You get a lot wrong from not knowing much about Protestant thought.
“The only reason the book of Hebrews made it into the canon was the mistaken and falsely traditional belief that it was written by Apostle Paul!”
Actually, it was known all along that Paul may not have written it. Many church fathers rejected Paul’s authorship, and Jerome was one. Luther thought it was Apollo, and it was one of several books he thought might not belong in the canon. Calvin rejected Pauline authorship. Others suspect Barnabas.
A dissenting view can be found here:
http://www.studylight.org/com/jfb/view.cgi?book=heb&chapter=000
It was not accepted because Paul wrote it.
“Most Christians to this date do not know and have never been told that Gospels were written anonymously and that it was the Catholic Church, whose authority many Christians reject, that assigned the authorship to them at the beginning of the 3rd century.”
Wrong again.Protestants know full well they are anonymous, and discuss possible authors in commentaries. Many of us have study bibles, with introductions to each book - and those almost always have a few sentences about authorship. The Sunday School curriculum put out via the SBC (but not used by all Baptists, since we are all independent) covers 1-2 books each quarter, and always includes a discussion on who wrote it.

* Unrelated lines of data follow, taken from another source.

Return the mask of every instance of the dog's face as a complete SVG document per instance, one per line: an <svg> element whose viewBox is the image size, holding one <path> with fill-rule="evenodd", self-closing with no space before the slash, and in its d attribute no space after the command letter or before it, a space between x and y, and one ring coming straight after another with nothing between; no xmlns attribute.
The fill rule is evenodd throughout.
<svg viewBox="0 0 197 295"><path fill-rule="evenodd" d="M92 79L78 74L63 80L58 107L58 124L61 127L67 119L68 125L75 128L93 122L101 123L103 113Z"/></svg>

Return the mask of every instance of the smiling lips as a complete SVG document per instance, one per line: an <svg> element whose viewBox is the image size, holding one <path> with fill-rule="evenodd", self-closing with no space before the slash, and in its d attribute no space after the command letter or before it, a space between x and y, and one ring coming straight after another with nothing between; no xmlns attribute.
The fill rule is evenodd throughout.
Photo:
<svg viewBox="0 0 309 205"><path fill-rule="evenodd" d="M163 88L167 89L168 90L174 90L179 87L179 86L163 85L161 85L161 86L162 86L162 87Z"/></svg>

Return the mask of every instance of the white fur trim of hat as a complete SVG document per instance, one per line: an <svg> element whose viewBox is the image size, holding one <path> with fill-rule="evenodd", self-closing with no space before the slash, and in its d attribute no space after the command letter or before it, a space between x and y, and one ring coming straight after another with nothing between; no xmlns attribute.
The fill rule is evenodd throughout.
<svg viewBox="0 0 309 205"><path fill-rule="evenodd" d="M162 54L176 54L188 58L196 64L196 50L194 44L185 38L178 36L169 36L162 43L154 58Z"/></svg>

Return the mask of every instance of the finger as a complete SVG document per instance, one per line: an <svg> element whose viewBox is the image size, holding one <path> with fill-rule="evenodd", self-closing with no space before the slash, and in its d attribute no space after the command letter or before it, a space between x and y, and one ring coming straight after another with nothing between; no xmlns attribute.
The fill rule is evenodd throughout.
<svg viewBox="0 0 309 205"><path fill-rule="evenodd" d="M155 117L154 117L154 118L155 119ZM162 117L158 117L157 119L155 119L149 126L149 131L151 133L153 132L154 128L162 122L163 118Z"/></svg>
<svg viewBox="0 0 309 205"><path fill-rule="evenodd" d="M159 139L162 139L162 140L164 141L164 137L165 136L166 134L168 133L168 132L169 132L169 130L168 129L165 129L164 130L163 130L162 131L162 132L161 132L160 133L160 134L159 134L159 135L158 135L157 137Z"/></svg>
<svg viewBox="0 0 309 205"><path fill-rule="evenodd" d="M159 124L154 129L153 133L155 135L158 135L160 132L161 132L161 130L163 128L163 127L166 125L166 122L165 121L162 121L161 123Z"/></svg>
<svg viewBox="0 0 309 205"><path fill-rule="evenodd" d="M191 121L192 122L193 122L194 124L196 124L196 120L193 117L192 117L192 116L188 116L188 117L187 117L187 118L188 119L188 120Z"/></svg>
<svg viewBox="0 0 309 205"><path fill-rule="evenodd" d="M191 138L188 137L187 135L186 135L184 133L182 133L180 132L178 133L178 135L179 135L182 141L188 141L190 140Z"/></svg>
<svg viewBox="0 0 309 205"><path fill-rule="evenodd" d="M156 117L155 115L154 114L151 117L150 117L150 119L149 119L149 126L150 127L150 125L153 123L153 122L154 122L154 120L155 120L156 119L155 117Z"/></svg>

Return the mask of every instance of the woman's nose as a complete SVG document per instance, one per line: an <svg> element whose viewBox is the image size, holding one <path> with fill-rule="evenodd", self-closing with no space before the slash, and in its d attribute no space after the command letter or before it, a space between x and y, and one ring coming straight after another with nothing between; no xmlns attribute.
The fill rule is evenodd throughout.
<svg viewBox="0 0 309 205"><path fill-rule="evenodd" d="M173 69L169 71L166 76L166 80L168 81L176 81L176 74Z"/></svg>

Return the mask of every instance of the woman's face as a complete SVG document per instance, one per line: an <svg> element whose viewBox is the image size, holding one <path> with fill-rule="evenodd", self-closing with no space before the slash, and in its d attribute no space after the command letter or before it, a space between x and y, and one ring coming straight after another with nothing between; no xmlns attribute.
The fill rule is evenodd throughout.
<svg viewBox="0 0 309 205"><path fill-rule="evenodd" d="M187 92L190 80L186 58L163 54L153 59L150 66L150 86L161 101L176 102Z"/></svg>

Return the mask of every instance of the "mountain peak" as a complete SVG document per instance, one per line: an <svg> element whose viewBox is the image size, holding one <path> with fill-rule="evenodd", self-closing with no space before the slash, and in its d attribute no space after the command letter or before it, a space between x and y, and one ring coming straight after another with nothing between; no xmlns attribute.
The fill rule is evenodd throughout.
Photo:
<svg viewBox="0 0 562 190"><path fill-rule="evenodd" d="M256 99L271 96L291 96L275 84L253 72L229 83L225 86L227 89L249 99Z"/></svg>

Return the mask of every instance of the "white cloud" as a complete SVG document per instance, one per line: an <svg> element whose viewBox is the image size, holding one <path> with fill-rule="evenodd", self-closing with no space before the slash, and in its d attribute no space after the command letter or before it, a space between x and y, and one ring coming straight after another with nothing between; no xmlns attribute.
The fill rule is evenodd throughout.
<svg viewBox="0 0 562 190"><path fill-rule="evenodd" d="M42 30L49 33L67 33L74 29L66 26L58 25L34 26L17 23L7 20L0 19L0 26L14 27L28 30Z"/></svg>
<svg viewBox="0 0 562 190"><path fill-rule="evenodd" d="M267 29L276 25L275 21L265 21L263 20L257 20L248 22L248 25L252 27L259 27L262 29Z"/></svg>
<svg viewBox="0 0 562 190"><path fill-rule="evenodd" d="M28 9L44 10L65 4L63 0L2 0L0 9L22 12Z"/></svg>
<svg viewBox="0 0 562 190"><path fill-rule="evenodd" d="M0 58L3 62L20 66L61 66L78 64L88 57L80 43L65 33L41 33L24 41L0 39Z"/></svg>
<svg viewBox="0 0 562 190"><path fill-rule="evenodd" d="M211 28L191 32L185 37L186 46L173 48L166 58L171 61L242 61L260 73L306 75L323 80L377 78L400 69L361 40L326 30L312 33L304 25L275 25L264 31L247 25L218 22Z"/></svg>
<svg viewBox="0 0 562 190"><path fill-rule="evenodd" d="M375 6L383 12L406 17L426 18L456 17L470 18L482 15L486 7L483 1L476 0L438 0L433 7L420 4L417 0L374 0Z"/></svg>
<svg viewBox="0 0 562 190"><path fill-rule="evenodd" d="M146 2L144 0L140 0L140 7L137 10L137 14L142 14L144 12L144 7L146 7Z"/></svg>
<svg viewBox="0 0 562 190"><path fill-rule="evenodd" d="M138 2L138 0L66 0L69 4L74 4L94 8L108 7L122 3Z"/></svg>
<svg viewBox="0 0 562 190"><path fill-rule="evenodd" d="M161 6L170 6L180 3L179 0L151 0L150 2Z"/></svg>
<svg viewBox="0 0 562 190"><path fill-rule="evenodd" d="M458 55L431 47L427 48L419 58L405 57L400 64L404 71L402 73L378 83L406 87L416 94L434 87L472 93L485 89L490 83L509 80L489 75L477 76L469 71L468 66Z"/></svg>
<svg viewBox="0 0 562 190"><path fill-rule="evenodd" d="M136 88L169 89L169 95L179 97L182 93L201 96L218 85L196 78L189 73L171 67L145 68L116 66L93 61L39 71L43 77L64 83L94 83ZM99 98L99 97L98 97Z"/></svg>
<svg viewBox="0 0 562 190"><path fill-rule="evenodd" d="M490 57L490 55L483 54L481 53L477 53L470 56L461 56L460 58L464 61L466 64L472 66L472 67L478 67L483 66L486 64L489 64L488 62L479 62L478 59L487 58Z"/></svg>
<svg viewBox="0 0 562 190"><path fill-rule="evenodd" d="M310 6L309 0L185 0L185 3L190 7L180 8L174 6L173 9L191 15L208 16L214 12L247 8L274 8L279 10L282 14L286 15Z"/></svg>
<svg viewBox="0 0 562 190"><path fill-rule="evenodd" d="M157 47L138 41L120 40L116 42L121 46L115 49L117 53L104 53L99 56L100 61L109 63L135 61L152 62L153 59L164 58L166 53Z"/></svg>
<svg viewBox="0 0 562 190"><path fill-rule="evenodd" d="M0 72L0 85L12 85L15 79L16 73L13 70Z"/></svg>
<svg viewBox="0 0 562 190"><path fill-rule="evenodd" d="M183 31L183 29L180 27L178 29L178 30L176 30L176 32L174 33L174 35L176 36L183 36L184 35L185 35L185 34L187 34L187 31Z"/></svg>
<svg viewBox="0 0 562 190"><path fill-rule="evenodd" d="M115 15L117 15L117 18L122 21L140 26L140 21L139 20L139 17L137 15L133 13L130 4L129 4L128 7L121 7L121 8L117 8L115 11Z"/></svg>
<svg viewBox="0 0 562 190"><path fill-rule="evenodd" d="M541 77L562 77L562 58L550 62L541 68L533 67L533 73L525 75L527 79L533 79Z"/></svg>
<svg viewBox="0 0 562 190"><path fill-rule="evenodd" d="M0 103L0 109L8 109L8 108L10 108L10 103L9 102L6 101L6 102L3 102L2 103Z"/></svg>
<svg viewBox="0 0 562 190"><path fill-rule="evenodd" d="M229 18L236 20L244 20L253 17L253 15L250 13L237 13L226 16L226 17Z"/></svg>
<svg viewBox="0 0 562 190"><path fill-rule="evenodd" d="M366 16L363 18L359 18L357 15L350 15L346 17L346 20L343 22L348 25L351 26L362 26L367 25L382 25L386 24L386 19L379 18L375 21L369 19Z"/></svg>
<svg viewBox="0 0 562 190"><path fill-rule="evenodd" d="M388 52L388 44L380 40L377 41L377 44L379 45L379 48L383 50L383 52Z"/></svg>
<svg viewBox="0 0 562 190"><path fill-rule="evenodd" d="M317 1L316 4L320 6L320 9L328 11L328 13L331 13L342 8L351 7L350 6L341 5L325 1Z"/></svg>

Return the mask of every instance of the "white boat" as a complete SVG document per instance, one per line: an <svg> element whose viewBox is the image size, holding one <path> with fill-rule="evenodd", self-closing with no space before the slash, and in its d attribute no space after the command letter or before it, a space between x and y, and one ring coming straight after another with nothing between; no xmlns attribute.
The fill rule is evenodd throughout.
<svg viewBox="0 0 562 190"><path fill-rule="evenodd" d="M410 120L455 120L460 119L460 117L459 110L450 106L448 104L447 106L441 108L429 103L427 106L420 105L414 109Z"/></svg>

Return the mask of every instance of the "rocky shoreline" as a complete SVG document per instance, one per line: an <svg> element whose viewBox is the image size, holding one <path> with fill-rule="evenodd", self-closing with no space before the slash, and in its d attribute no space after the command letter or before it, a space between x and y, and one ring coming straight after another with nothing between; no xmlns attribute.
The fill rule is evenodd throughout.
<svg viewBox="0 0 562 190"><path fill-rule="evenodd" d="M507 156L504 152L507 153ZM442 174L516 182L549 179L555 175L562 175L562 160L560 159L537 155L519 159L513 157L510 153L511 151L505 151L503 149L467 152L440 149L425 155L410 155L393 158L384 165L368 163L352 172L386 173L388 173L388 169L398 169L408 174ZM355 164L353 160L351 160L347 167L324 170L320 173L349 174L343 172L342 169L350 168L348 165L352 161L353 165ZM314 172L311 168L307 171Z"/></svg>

“In fact, even the Protestants in general firmly believe, and Protestant communities continue to teach, that those were the actual authors, even though that belief has now been shown to be groundless, or at least seriously doubtful for quite some time.”
Actually, there are good arguments in their favor, as well as some against. Get a good commentary and read at your leisure.
I’m looking at the intro to Hebrews from the NIV, its says:
“Although the author of Hebrews is unknown, this book was probably written in the late A.D. 60’s...”. It did not stop me from accepting it as part of the Word of God. It’s in there because the Lord WANTED it in there.
Why don't you tell us why it was accepted? The Church accepted it on belief that it was Pauline in origin. The criteria for anything to be accepted as "inspired" was that it had to be identifiably apostolic in authorship. There were plenty of anonymous or known forgeries which were rejected.
The text of the canonization of the Christian Bible based on the III African Council in Carthage in 397 AD states somewhat strangely "thirteen Epistles of the Apostle Paul, one epistle of the same [writer] to the Hebrews."
Wrong again.Protestants know full well they are anonymous, and discuss possible authors in commentaries
Well, if they know they are anonymous, then they cannot quote them as being Mark's, Matthews', John's, or Luke's can they? It's deceiving. You may have good arguments for or against, but as long we don't know, it is a lie to present them as if we know the authors. And Christians shouldn't peddle a lie.